If I Could Have Just One Study Done on Misdiagnosed Miscarriages, This Would Be It

Flashing back to the year 2002.  There was NOTHING on the internet about misdiagnosed miscarriages.  A search yielded plenty of 'miscarriages of justice' but nothing on wrongly-diagnosed miscarriages.  Indeed, the only information I found was that miscarriages were not misdiagnosed and any suggestion otherwise just seemed to be an irritant to whomever was asked.

Thankfully, my miscarriage was indeed misdiagnosed.  I shared my story online and women found it.  They started emailing me so thankful to find some hope.  Some of those women ended up being misdiagnosed as well.  From those stories, The Misdiagnosed Miscarriage was born and many babies' lives have been saved as a result.

I've seen wonderful changes in the last ten-plus years.  The medical community is starting to take note.  Sure, there are *still* doctors who claim miscarriages are never misdiagnosed but there are many more who recognize that some babies just appear later.  It has nothing to do with the actual baby being too small.  It's all about the ultrasound equipment.

During the last decade, I've hoped for one study and it hasn't happened...yet...

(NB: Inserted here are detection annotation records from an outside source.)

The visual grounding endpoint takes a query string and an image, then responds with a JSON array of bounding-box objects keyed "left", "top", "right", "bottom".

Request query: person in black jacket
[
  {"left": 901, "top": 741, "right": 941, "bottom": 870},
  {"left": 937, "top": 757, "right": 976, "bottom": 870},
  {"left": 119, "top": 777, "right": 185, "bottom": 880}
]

I would like a study that examines the relationship between the transvaginal ultrasound and the retroverted uterus during the first trimester and I'll tell you why.

It didn't take too many emails for me to realize that many of us had something in common:  The majority of us had a tilted uterus.

I searched for any studies on the tilted uterus and found this one:

Transrectal Ultrasonography for Problem Solving After Transvaginal Ultrasonography of the Female Internal Reproductive Tract

This study discovered that transvaginal measurements were not as  accurate as transrectal measurements in the retroverted uterus.  Of course, they weren't measuring babies but the results were intriguing.

Of course, not many women are going to want a transrectal ultrasound during pregnancy but, this study does demonstrate that measurements may just not be as accurate as your doctor would like to believe if you have a tilted uterus. 

If we could get a study done that followed a large group of women during the first trimester, I already know what they would find.  They would find that when women have a tilted uterus, she looks one to two weeks behind during the first trimester.  Later, when the baby is large enough to be seen, the measurement dating tends to be more accurate.  We've seen this over and over on the site.  

Now, if somebody would just do this study, perhaps physicians would be a bit more patient and not in quite as much of a rush to end a pregnancy that might still be viable.